A cold shiver ran through me. “You mean—?”
“We’re checking it out,” he said quietly. “But you were lucky, ma’am. Real lucky.”
That night replayed in my mind for weeks. I scrubbed the blood from my car door the next morning, but I couldn’t wash away the memory of his handprint sliding down the glass. I stopped taking night shifts, started locking my doors twice, even installed a motion light by the driveway.
A month later, I ran into one of my clinic patients at the grocery store—a talkative older woman who liked to gossip. She’d heard about my encounter.
“Scary thing, that,” she said, bagging her apples. “My cousin had something like that happen last year. Guy flagged her down, said he was hurt. Tried to rob her when she stopped. Same road, too.”
The words chilled me.
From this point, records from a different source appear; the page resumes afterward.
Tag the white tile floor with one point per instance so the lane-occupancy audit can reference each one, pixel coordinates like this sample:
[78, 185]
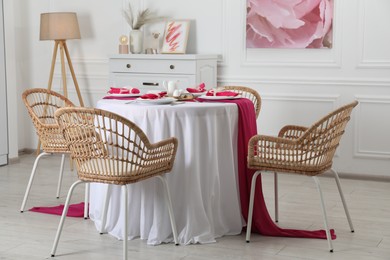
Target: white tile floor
[30, 235]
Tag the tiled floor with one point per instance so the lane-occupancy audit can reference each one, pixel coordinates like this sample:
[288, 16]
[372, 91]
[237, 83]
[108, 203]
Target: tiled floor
[30, 235]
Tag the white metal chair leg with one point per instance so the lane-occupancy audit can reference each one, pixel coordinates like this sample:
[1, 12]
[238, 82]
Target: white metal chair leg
[31, 180]
[343, 200]
[250, 213]
[170, 209]
[105, 209]
[125, 227]
[63, 216]
[60, 176]
[276, 196]
[328, 236]
[86, 201]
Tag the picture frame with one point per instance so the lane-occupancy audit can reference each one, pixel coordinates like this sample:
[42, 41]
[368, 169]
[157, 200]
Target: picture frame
[175, 36]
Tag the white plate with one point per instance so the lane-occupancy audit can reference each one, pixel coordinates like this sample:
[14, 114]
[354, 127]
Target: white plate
[219, 97]
[125, 95]
[159, 101]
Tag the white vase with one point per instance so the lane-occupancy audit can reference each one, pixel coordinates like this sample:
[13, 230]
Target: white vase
[136, 41]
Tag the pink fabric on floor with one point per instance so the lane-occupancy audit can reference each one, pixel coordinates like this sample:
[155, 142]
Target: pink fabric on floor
[262, 222]
[75, 210]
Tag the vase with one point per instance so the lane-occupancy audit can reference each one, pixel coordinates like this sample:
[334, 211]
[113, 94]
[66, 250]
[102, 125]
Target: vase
[136, 41]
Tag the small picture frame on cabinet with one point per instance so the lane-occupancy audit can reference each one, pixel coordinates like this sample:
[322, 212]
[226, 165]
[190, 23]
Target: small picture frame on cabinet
[176, 36]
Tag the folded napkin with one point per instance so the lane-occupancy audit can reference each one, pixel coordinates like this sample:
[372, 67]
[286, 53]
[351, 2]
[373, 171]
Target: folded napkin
[153, 95]
[199, 89]
[222, 93]
[123, 90]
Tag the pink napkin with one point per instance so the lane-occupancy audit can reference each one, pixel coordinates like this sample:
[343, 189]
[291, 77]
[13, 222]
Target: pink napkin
[222, 93]
[199, 89]
[123, 90]
[153, 96]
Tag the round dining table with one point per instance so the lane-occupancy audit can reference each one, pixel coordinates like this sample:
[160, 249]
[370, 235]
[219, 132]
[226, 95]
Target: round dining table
[203, 182]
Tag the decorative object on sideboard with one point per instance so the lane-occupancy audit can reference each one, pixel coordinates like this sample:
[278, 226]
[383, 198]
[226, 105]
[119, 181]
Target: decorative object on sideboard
[155, 42]
[176, 36]
[123, 44]
[136, 22]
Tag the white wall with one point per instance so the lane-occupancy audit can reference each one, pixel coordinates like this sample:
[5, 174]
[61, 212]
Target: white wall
[297, 85]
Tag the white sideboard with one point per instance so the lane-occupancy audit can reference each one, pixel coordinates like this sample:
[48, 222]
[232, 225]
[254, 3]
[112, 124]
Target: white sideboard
[148, 71]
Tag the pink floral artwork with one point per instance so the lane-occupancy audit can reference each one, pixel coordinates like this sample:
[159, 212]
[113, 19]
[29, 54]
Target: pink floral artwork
[289, 23]
[175, 37]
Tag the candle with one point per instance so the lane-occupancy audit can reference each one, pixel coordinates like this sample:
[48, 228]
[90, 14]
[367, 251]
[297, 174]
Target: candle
[123, 44]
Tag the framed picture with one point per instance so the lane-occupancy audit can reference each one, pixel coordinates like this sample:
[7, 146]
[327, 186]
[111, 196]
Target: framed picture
[289, 24]
[176, 36]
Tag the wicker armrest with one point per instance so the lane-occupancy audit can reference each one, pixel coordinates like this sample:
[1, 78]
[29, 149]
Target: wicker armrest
[292, 131]
[163, 152]
[263, 145]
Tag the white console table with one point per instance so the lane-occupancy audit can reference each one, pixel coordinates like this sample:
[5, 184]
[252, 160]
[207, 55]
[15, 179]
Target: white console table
[148, 71]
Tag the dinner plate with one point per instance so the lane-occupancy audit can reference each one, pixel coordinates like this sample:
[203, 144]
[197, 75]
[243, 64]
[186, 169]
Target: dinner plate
[219, 97]
[159, 101]
[124, 95]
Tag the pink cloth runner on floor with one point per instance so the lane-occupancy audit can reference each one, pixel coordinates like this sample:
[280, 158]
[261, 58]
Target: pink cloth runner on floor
[75, 210]
[262, 222]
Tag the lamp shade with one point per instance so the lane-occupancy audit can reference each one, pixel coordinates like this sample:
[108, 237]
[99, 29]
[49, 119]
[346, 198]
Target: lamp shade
[59, 26]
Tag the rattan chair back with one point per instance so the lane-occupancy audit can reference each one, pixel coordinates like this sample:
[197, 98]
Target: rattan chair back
[108, 148]
[41, 105]
[308, 151]
[249, 93]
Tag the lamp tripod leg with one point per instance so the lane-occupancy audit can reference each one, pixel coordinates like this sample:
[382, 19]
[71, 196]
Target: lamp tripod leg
[76, 85]
[53, 64]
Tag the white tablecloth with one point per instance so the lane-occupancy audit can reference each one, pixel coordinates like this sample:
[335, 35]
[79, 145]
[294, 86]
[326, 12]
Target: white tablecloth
[203, 183]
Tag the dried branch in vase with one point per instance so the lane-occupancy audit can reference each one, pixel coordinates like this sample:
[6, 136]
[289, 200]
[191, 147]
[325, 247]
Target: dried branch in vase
[143, 17]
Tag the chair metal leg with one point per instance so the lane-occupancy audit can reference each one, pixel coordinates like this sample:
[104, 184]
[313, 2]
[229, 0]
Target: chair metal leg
[125, 227]
[63, 216]
[343, 200]
[170, 209]
[105, 209]
[276, 196]
[60, 176]
[250, 213]
[328, 236]
[31, 180]
[86, 201]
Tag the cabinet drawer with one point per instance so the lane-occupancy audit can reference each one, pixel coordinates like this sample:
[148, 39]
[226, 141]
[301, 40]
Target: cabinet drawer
[147, 82]
[153, 66]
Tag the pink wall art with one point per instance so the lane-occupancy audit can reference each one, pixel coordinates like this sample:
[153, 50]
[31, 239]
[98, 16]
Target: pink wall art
[289, 24]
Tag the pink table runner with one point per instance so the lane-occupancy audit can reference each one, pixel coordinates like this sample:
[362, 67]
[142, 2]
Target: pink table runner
[262, 222]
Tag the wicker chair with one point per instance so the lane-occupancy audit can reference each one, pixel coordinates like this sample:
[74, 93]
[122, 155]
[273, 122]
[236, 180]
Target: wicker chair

I went home and started digging through old local news articles, reading by the light of my kitchen lamp. There they were—stories scattered over the past few years. Men pretending to be injured, waving down cars late at night. Some ended in robberies. A few ended worse.
Robert Kline, the man from that night, wasn’t the first—and he wouldn’t be the last.
I told my coworkers, warned them during a coffee break. “If you ever see someone hurt on those back roads,” I said, “don’t stop. Call it in, but don’t stop.”
They nodded, wide-eyed. One young aide asked, “What did he look like up close?”
I thought for a long moment before answering. “Like someone who could make you believe him—for a second. That’s all it would’ve taken.”
Sometimes, when I drive home after dark, I still glance at the side of the road. Every shape in the shadows makes my pulse quicken. Because I know now that not everyone waving for help wants to be saved.